The FT has scored an editorial hit with its new mobile site, but what does the commercial side of the business make of it?
The FT’s Rob Grimshaw is right, FT users really could do with a quick way of checking the latest FT news and stock prices on the go (and on, specifically, their Blackberrys and iPhones). And the site delivers. Clean, simple, clear, FT ‘pink’, and all you really need or care about when you’re on the move.
But, the insight into how this new investment will be paid for is also interesting. First, there’s no apparent room made available for served banner advertising. So, while Grimshaw says clients are expressing interest in “sponsorship opportunities” it seems that is indeed what they’ll get, the fixed period ‘tenancies’ of web 0.5.
Also, there are new prompts for users to subscribe to the full FT experience, for example, to be able to customise the stock prices they see, driving, hopefully, the core business.
For the commercial teams inside the FT, this is all a much cleaner way to go about things than they had to get used to on the web.
The sell to media agencies, for example, is very straightforward. Reach this many people of this particular type for this period of time. It’s a clean sell that speaks well to press buyers, rather than the digital departments for whom mobile banners are likely to make even less sense than on the web.
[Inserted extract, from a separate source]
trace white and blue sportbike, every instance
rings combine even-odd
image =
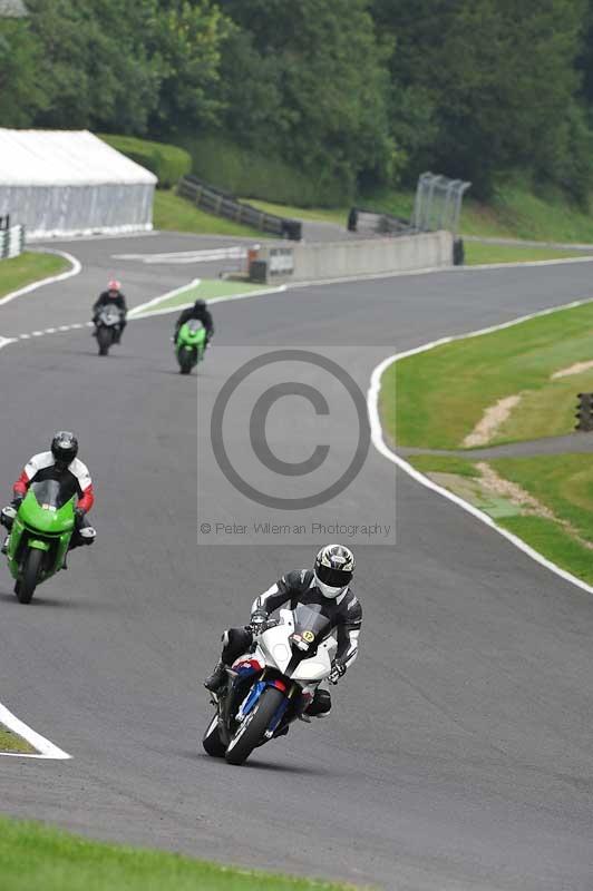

It also allows the FT to go after slightly younger AB1 brands since it can reasonably argue that the mobile site delivers a significantly younger audience than the paper.
Things bode well but what we won’t know for quite a while is whether it will make its money back or, God help us, make a profit. If it does, the FT can reasonably claim to be one of the few traditional publisher brands to have successfully navigated the digital storm. If it doesn’t, it’s back in the whirlpool.